Selon cette étude, 44% des personnes interrogées sont des retraités. Parmi ceux qui exercent une profession (483 individus, 46% de l’échantillon, après avoir écarté religieux étudiants, femmes au foyer et chômeurs), on trouve un bon nombre d’entrepreneurs, dirigeants, travailleurs indépendants ou professeurs universitaires. Auxquels il faut ajouter, dans les mêmes proportions, les représentants d’une couche sociale moyenne : enseignants, petits commerçants, employés et artisans.

Un aperçu sui generis dû également au coût du pèlerinage, mais qui brise la vieille image que l’on se faisait jusqu’ici du pèlerin, dans l’imaginaire collectif. Selon l’échantillon étudié, 75% sont pratiquants, soit plus du double de la moyenne italienne. Peu sont séparés ou divorcés (seulement 49 cas) ou vivent en ménage (15 cas).

Les motivations 

Concernant leurs motivations : pour 38% d’entre eux c’est la recherche d’un confort spirituel qui les pousse à entreprendre le pèlerinage ; 23% souhaite y aller pour demander une grâce précise pour lui-même ou pour quelqu’un d’autre ; 11,7 % y vont pour remercier après avoir reçu des grâces ; jusqu’à 17% y vont pour répondre à un besoin de contact avec le sacré ; 15% suite à une invitation. Les simples curieux ne représentent que 5,6% de tous les pèlerins.
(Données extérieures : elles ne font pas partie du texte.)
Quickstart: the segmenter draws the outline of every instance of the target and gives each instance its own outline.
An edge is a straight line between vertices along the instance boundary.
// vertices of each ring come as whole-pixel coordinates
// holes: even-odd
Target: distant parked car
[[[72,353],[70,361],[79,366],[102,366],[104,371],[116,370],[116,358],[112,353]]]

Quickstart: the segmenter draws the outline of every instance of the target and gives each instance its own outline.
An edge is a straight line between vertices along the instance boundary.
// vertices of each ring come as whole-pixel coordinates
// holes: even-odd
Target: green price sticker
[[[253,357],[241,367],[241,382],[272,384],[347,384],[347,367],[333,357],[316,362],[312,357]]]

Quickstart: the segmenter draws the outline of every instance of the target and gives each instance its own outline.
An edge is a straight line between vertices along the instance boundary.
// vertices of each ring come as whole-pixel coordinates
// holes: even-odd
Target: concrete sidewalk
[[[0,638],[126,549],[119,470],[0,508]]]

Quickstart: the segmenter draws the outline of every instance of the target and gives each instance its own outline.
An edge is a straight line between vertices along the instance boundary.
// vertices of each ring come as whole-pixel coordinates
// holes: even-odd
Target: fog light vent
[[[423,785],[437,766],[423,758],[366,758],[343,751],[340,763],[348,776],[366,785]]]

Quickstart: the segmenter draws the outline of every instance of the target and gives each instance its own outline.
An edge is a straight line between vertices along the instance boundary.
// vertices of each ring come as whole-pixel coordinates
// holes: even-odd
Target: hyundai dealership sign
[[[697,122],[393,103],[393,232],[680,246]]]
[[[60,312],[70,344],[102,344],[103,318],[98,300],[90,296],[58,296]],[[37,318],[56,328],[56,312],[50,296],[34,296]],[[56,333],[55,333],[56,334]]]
Les pèlerins sont des croyants qui mettent au sommet de leurs priorités idéales le souci des autres (53,3%), la défense et le respect de la vie sous toutes ses formes (51,4%). Le sens communautaire est par contre moins diffus : participer à la vie paroissiale (22%), faire partie d’associations ou groupes (10,9%) et s’engager en politique pour défendre le bien commun (4,5%) sont minoritaires.

Environ la moitié des pèlerins interrogés (48,8%) a déjà été à Medjugorje, et pour les deux tiers d’entre eux, le pèlerinage est devenu un rendez-vous presque « régulier ». Pour 39% des personnes, ce pèlerinage était leur tout premier, et pour 8% d’entre eux leur premier pèlerinage marial.

Les jugements

Entre avant et après le voyage, leur jugement sur les apparitions a changé : l’assurance relative qu’ils affichent au départ, soulignée par 70% des personnes, se transforme en certitude « absolue » pour 59% des personnes interrogées, faisant descendre le seuil du doute et du scepticisme en dessous des 9% contre les 22% au départ ; 5% des personnes interrogées seulement sont rentrées chez elles en se disant déçues.

La grande majorité des personnes qui retournent à Medjugorje affirment que leur vie a changé ; 48% disent que « quelque chose » a changé après leur première visite, 30,4% que leur vie a « beaucoup » changé et 14,5% qu’elle a radicalement changé. L’effet Medjugorje provoque une augmentation de la fréquence dans la pratique religieuse, les sacrements et la prière.

Depuis 1981, une centaine d’évêques et plusieurs cardinaux se sont rendus à Medjugorje. Plus d’un million de personnes avec parmi eux plus de 40 000 prêtres s’y rendent chaque année, dont 30 000 Français.